JAKARTA, Cobisnis.com – Ledakan besar dilaporkan mengguncang pusat kota Dubai di tengah meningkatnya eskalasi perang antara Iran melawan Amerika Serikat dan Israel.
Ledakan ganda tersebut dilaporkan mengguncang sejumlah gedung di kawasan pusat keuangan Dubai. Asap hitam pekat terlihat membumbung tinggi di langit kota yang dikenal sebagai pusat bisnis Timur Tengah itu.
Pemerintah Uni Emirat Arab menyatakan salah satu gedung di pusat kota terkena puing dari objek yang berhasil dicegat oleh sistem pertahanan udara.
Pihak berwenang menyebut puing tersebut berasal dari serangan yang diarahkan ke wilayah Dubai namun berhasil dihentikan sebelum mencapai target utama.
Menurut keterangan resmi, sejauh ini tidak ada laporan korban luka dalam insiden tersebut meskipun ledakan sempat membuat kepanikan di sejumlah kawasan.
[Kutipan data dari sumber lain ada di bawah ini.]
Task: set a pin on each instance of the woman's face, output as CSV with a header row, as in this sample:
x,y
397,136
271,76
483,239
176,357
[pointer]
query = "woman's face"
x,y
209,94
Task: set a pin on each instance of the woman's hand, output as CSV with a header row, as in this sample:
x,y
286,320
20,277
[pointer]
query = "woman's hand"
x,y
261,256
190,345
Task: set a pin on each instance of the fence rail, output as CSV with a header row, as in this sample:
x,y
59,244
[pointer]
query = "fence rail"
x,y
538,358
Pemerintah UEA juga mengungkapkan bahwa selama perang berlangsung, sistem pertahanan udara mereka telah mencegat lebih dari 1.500 drone Iran dan hampir 300 rudal.
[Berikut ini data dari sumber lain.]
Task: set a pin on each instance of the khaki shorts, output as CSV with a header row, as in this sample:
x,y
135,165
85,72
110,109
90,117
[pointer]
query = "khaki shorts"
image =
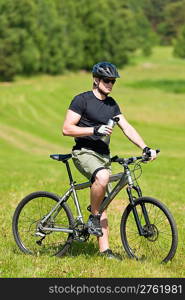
x,y
87,162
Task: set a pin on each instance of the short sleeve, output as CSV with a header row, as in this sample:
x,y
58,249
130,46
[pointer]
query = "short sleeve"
x,y
78,104
117,110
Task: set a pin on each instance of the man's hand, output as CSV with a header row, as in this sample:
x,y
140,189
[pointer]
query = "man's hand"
x,y
102,130
149,153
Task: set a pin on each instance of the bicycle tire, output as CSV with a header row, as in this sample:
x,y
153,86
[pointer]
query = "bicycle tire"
x,y
29,212
163,243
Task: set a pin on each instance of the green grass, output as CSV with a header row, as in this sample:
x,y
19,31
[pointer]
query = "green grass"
x,y
151,95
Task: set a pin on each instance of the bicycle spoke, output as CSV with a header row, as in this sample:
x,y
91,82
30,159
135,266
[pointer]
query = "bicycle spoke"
x,y
29,237
157,244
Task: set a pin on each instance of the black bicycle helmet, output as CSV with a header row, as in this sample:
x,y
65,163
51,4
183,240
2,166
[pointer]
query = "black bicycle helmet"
x,y
105,69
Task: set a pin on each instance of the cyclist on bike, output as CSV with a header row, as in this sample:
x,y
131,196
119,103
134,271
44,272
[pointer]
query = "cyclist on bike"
x,y
86,120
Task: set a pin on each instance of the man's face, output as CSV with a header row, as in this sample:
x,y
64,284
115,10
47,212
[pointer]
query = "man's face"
x,y
106,84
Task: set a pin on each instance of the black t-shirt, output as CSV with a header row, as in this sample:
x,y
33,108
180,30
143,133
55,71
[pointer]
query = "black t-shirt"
x,y
93,112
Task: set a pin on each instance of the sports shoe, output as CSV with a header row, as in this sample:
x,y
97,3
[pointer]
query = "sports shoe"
x,y
94,226
109,254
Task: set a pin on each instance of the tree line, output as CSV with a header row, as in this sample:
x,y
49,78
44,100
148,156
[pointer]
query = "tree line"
x,y
51,36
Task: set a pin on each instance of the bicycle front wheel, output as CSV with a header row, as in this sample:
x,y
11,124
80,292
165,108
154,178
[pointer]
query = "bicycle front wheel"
x,y
161,238
26,220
Serangan tersebut menjadi bagian dari eskalasi konflik yang semakin meluas di kawasan Timur Tengah sejak perang dimulai pada akhir Februari lalu.
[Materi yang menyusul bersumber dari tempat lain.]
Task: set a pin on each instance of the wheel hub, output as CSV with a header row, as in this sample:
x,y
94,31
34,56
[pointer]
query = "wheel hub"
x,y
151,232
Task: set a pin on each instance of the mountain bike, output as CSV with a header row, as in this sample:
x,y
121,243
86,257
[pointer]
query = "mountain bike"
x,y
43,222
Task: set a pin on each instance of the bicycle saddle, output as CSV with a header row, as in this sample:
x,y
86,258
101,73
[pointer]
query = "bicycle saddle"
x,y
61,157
Konflik dipicu oleh serangan terhadap ibu kota Iran, Teheran, yang kemudian memicu rangkaian balasan militer dari berbagai pihak di kawasan.
Sejak saat itu, sejumlah negara di Teluk mulai menjadi sasaran serangan karena dianggap memiliki hubungan militer atau politik dengan Amerika Serikat dan Israel.
Dubai sendiri merupakan salah satu pusat ekonomi dan transportasi terbesar di kawasan. Bandara internasionalnya termasuk yang paling sibuk di dunia dan menjadi jalur penting perdagangan global.
Selain bandara, beberapa lokasi penting seperti pelabuhan dan kawasan wisata mewah seperti Palm Jumeirah dan hotel ikonik Burj Al Arab juga disebut pernah menjadi sasaran ancaman serangan.
Uni Emirat Arab diketahui menjadi salah satu negara yang menampung pangkalan militer Amerika Serikat di kawasan Teluk.
Selain itu, negara tersebut juga memiliki hubungan diplomatik yang semakin dekat dengan Israel setelah menormalisasi hubungan beberapa tahun lalu.
Kondisi tersebut membuat negara-negara Teluk, termasuk UEA, berada dalam posisi rentan di tengah eskalasi konflik yang semakin meluas di kawasan Timur Tengah.